The foregoing consideration seemed to show that the proposed combination will likely worsen the competitive structure in the optical lens industry for which an imposition of behavioral remedies (e.g., no price increase for a stipulated time period) will be inadequate. Therefore, the KFTC decided to block the proposed combination.

Remarks on the KFTC Decision
This decision made it clear once again that a combination posing probable competitive harms that are difficult to cure will be blocked by the agency. Under the Standards for Imposing Remedial Orders on Business Combinations issued in 2011 (the "Guidelines"), structural remedies are to be given consideration in priority over behavioral remedies. More specifically, the Guidelines authorize the KFTC to block or unwind any proposed combination if it poses probable competitive harms for which there is no other remedy. This was the first case of a blocked combination since the issuance of the Guidelines.
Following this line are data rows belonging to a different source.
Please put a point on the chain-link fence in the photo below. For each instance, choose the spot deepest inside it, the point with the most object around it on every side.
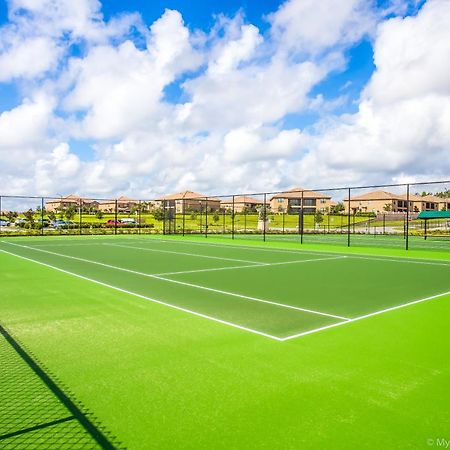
(414, 215)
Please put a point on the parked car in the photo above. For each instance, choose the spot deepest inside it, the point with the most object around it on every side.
(58, 223)
(112, 222)
(128, 221)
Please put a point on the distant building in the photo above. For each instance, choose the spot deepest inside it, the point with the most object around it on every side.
(291, 201)
(188, 201)
(73, 200)
(241, 203)
(384, 201)
(124, 205)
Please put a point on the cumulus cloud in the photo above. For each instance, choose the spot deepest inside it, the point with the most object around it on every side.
(402, 124)
(225, 132)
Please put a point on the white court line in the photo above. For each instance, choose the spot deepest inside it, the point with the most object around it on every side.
(197, 286)
(311, 252)
(186, 254)
(365, 316)
(287, 338)
(253, 266)
(179, 308)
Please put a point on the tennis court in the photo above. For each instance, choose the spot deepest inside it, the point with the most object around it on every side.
(104, 305)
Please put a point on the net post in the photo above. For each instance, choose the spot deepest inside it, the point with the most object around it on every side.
(115, 216)
(206, 217)
(232, 219)
(264, 217)
(348, 218)
(407, 218)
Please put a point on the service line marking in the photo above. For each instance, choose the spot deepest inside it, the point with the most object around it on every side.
(169, 280)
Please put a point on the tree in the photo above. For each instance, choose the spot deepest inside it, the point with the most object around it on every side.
(29, 217)
(263, 212)
(159, 214)
(11, 216)
(318, 217)
(338, 208)
(70, 212)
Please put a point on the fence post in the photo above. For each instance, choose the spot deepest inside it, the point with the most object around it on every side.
(80, 205)
(407, 217)
(232, 220)
(302, 218)
(139, 217)
(264, 217)
(42, 215)
(348, 218)
(206, 218)
(115, 216)
(184, 213)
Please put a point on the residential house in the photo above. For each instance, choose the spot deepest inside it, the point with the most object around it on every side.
(73, 200)
(188, 201)
(241, 203)
(291, 201)
(124, 205)
(384, 201)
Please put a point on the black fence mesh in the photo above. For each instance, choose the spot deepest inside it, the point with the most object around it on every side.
(32, 414)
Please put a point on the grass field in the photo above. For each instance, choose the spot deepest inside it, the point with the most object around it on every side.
(164, 342)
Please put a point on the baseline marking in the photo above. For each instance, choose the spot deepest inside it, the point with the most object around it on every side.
(186, 254)
(253, 266)
(124, 291)
(365, 316)
(197, 286)
(311, 252)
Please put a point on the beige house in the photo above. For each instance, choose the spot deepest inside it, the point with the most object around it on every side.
(291, 201)
(124, 205)
(73, 200)
(384, 201)
(187, 201)
(241, 203)
(429, 203)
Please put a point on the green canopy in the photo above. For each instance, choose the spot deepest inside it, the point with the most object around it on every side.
(434, 215)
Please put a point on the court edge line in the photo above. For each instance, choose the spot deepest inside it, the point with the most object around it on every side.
(80, 416)
(153, 300)
(256, 263)
(366, 316)
(183, 283)
(308, 251)
(271, 249)
(253, 266)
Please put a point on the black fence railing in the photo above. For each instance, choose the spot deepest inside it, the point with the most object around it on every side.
(384, 215)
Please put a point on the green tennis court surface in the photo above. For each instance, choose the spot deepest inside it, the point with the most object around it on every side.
(208, 343)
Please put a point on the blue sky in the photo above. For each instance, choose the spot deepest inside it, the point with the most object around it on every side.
(220, 96)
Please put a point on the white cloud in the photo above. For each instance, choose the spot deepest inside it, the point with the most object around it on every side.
(403, 121)
(238, 86)
(311, 26)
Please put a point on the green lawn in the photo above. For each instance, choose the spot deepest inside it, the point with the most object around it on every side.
(225, 369)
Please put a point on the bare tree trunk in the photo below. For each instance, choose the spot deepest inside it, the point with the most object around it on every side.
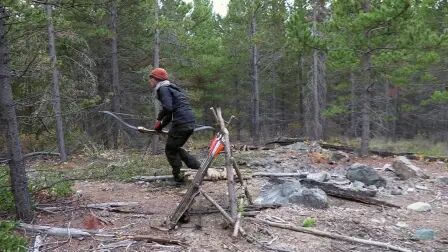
(255, 84)
(301, 84)
(56, 94)
(353, 119)
(156, 59)
(317, 86)
(367, 77)
(19, 181)
(237, 108)
(116, 103)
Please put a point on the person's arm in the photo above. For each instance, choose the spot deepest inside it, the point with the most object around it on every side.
(167, 119)
(166, 100)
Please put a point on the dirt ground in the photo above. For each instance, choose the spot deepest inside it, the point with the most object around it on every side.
(207, 232)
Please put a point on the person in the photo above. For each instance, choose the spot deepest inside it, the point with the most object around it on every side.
(177, 110)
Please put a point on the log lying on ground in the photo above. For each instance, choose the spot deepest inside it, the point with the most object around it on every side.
(249, 208)
(107, 206)
(270, 174)
(364, 196)
(79, 233)
(332, 235)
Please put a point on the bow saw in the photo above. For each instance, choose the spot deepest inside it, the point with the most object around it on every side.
(146, 130)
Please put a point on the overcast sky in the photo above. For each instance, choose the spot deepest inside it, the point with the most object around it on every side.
(219, 6)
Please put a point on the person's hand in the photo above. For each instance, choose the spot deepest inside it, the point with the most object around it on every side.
(158, 126)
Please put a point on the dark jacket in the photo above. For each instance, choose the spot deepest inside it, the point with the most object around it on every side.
(175, 106)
This decision also shows the KFTC's stern inclination to confine the geographical scope of relevant markets to the national boundary of Korea unless such a finding of geographic market is clearly refuted by facts. A broader definition of the geographic market may have helped Essilor on the effects of the probable competitive harms. However, citing the perceptions shared among the buyers and the sellers, the improbability of Chinese firms penetrating the Korean market, along with economic analyses, the KFTC defined the geographic scope of the markets as Korea.
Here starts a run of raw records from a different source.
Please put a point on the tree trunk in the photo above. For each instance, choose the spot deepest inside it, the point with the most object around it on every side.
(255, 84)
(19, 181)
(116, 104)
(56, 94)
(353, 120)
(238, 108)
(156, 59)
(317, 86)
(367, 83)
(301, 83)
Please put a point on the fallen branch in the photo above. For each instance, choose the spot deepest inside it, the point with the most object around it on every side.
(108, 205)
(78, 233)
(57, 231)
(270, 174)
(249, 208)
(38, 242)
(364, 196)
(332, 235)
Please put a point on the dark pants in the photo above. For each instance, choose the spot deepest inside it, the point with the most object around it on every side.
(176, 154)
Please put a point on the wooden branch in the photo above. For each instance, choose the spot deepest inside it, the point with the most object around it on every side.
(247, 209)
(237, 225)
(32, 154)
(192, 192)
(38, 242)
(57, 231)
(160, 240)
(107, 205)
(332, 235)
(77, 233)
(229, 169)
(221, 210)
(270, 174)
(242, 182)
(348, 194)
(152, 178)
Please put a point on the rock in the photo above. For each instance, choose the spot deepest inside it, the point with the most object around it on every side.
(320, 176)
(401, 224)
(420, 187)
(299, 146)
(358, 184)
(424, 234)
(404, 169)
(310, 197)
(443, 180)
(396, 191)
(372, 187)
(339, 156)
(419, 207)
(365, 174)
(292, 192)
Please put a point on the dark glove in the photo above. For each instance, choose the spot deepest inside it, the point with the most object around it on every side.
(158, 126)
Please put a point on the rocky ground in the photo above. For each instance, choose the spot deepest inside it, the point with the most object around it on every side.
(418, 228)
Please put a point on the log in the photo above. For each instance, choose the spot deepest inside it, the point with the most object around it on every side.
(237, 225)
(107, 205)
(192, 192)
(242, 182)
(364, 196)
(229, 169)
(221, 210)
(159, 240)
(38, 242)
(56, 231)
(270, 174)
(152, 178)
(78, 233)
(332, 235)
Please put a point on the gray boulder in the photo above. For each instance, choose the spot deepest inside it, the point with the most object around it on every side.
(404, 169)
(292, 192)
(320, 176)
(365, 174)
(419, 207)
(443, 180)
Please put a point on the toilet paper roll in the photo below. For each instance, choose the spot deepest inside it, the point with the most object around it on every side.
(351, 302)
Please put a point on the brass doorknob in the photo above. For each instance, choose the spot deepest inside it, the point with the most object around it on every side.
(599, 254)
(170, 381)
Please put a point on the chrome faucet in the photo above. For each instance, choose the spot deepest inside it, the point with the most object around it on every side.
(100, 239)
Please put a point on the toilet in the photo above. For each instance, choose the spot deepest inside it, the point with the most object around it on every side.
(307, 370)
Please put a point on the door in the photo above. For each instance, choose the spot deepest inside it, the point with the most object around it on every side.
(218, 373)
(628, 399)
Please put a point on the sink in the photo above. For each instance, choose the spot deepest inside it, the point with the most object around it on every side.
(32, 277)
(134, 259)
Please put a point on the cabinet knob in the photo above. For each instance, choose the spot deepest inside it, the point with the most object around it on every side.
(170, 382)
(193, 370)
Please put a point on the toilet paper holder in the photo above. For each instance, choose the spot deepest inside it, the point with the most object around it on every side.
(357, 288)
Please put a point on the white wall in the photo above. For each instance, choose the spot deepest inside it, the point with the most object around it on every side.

The decision also appeared to have been motivated by the desire to protect the domestic market structure, specifically domestic lens makers that are small-to-medium-sized. The press release stated the KFTC's perceived need to "keep solid domestic firms from being acquired by foreign firms only to be relegated to the position of being their sub-contractors" and thereby "maintain the existing competitive structure". This may suggest the possibility that future attempts by foreign firms to acquire local small-to-medium-sized firms in Korea (if the culmination of which gives them much more enhanced market share and power) likely will face difficulties in obtaining clearance from the KFTC.

Since the adoption of "commitment decision" system in 2011, firms whose cases are under review or investigation by the KFTC may propose their own solutions to settle their cases with the KFTC without a finding of wrongdoing. Although there has not been any precedent to this date where a commitment decision was used on a business combination, this system may be used for business combination cases, especially if obtaining clearance is expected to be difficult.
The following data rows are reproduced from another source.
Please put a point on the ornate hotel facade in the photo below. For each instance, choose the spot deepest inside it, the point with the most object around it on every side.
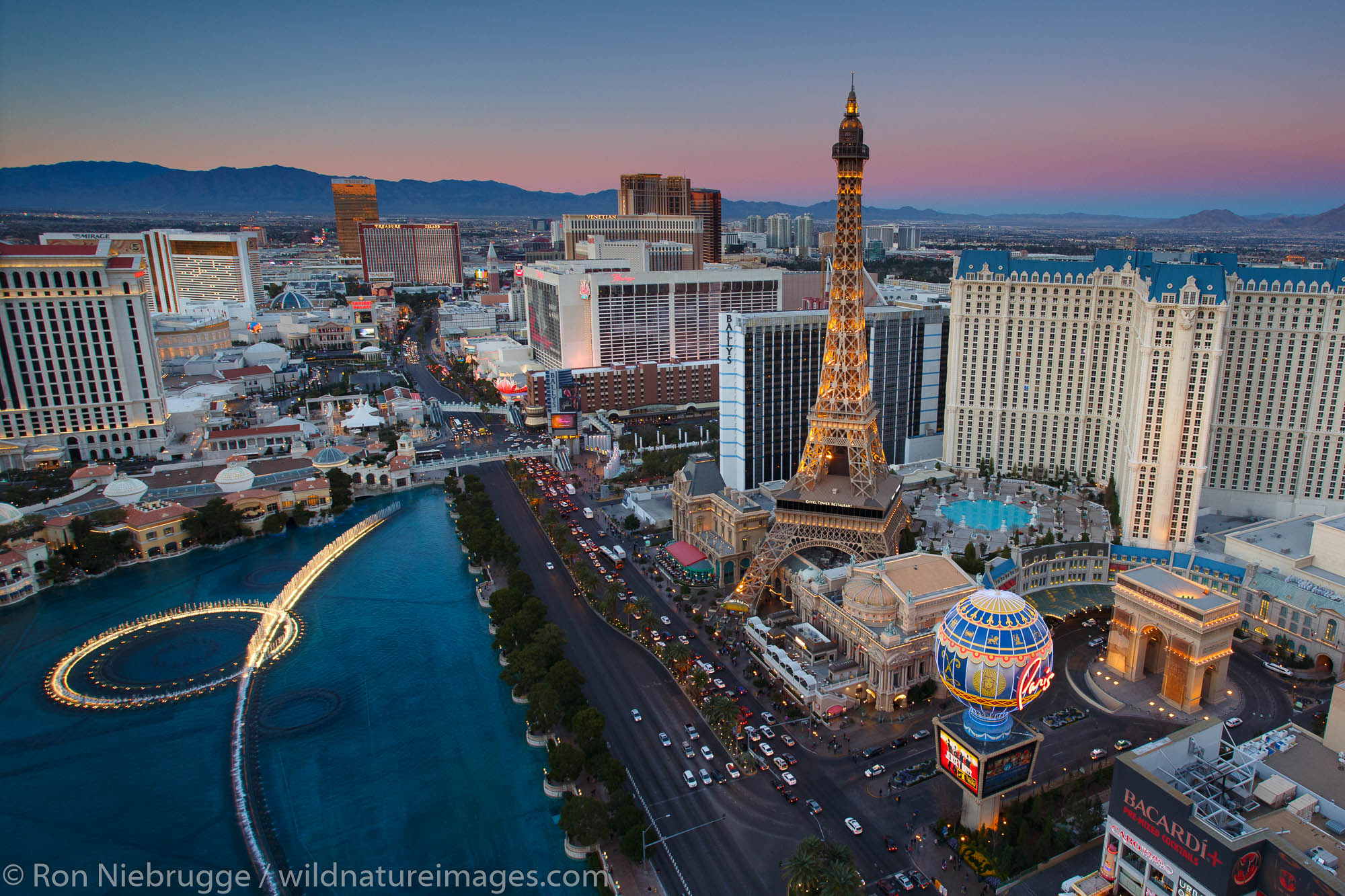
(1190, 378)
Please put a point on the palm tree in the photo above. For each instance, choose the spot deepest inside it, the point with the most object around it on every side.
(840, 877)
(722, 712)
(805, 868)
(679, 657)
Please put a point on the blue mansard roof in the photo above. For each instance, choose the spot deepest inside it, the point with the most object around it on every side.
(1164, 278)
(1324, 278)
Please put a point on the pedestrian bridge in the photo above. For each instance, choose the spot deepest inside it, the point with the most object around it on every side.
(450, 408)
(471, 459)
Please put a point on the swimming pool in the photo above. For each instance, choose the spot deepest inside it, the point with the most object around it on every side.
(988, 514)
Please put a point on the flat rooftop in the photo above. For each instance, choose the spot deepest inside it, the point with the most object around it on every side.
(1292, 538)
(1178, 587)
(839, 491)
(1315, 766)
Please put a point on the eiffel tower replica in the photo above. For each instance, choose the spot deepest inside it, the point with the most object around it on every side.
(843, 495)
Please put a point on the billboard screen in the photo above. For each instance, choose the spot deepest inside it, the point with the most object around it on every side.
(960, 762)
(1008, 770)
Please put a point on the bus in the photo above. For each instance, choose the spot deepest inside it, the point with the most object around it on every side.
(611, 555)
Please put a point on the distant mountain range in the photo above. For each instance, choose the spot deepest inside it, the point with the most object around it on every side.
(141, 188)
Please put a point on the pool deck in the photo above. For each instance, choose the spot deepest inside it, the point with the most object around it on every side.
(1069, 510)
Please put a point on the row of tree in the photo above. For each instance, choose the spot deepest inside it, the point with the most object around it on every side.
(820, 868)
(478, 526)
(553, 685)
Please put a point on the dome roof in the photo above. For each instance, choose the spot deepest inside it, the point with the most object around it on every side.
(126, 490)
(996, 624)
(235, 478)
(870, 599)
(995, 654)
(290, 300)
(330, 458)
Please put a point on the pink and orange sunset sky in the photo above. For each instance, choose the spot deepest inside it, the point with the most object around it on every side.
(1137, 108)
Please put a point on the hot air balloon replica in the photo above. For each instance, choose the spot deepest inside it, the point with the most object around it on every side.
(995, 657)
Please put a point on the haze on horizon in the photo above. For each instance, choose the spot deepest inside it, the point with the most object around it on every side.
(1159, 110)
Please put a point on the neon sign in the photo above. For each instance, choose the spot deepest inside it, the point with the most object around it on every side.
(1143, 848)
(1034, 682)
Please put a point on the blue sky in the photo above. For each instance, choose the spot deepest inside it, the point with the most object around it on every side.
(1144, 108)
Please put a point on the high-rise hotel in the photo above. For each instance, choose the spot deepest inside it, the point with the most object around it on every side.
(652, 228)
(652, 194)
(79, 366)
(356, 200)
(1190, 378)
(412, 255)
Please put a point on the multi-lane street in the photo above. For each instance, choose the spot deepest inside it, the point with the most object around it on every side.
(732, 837)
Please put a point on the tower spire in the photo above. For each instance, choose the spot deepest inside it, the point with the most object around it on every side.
(843, 494)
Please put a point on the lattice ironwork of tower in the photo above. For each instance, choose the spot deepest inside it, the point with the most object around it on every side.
(843, 495)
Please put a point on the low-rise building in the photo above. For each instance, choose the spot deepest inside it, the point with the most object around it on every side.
(332, 337)
(652, 506)
(255, 380)
(190, 335)
(223, 443)
(22, 565)
(1198, 814)
(645, 388)
(158, 528)
(874, 626)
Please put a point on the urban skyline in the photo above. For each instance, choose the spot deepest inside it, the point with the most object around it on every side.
(1011, 126)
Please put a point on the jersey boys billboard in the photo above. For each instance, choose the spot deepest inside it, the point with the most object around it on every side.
(960, 762)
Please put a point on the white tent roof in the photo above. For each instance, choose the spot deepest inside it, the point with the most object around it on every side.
(362, 416)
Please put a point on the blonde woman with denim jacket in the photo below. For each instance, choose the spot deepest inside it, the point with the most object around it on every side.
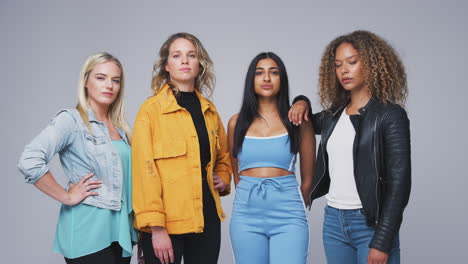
(181, 163)
(93, 142)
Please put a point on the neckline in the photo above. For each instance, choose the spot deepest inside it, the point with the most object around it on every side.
(275, 136)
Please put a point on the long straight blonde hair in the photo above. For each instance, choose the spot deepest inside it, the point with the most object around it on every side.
(116, 109)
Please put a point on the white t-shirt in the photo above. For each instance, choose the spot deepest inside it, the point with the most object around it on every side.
(343, 193)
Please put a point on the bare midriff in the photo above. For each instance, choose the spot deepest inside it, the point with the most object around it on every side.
(265, 172)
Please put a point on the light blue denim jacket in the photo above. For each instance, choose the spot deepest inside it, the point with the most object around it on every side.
(81, 152)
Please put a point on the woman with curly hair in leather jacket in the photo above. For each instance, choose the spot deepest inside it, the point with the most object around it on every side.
(363, 162)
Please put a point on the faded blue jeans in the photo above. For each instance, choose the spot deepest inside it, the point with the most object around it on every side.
(346, 237)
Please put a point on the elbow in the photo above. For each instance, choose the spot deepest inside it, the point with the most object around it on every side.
(32, 171)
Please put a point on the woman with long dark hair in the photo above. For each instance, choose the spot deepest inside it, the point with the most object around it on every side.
(269, 223)
(181, 161)
(364, 163)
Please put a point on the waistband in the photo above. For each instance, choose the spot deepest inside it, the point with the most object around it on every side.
(260, 185)
(344, 210)
(281, 181)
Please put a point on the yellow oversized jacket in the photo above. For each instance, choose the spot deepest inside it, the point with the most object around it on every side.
(166, 173)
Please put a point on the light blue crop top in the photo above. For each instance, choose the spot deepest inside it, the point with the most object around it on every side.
(266, 152)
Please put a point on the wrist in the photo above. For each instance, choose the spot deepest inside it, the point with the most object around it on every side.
(65, 198)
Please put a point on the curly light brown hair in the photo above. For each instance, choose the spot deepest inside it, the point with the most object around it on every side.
(205, 80)
(383, 71)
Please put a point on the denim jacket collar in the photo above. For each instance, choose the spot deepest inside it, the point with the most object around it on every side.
(92, 118)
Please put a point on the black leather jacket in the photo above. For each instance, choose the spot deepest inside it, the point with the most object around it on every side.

In the case of Essilor, it may have helped Essilor to propose a combination of post-combination remedies (both behavioral and structural) to avail itself of the commitment decision system. As for the behavioral remedies, it may have helped Essilor to propose to commit for a certain post-combination period to not raise its prices and to also apply fair terms of trade to its dealers, as these are some of the typical concerns expressed by the KFTC in reviewing a prospect of enhanced market power. While these remedies alone would not have sufficed, they certainly could have been buttressed by proposing some structural remedies - i.e., implementing a separation of the management between Daemyung and Chemiglas to enable price competition between the two or, if necessary, proposing a partial sell-off of the short-focus lens business of Daemyung. On top of proposing these remedies, it may also have been a worthwhile idea to consider highlighting competitive pressure from adjacent markets, specifically due to the substitutability between the lens for eyeglasses and a variety of other "vision-correcting" solutions ranging from contact lens to surgical methods. Highlighting such competitive pressure may have helped Essilor to suggest the propriety of a commitment decision for its proposed combination.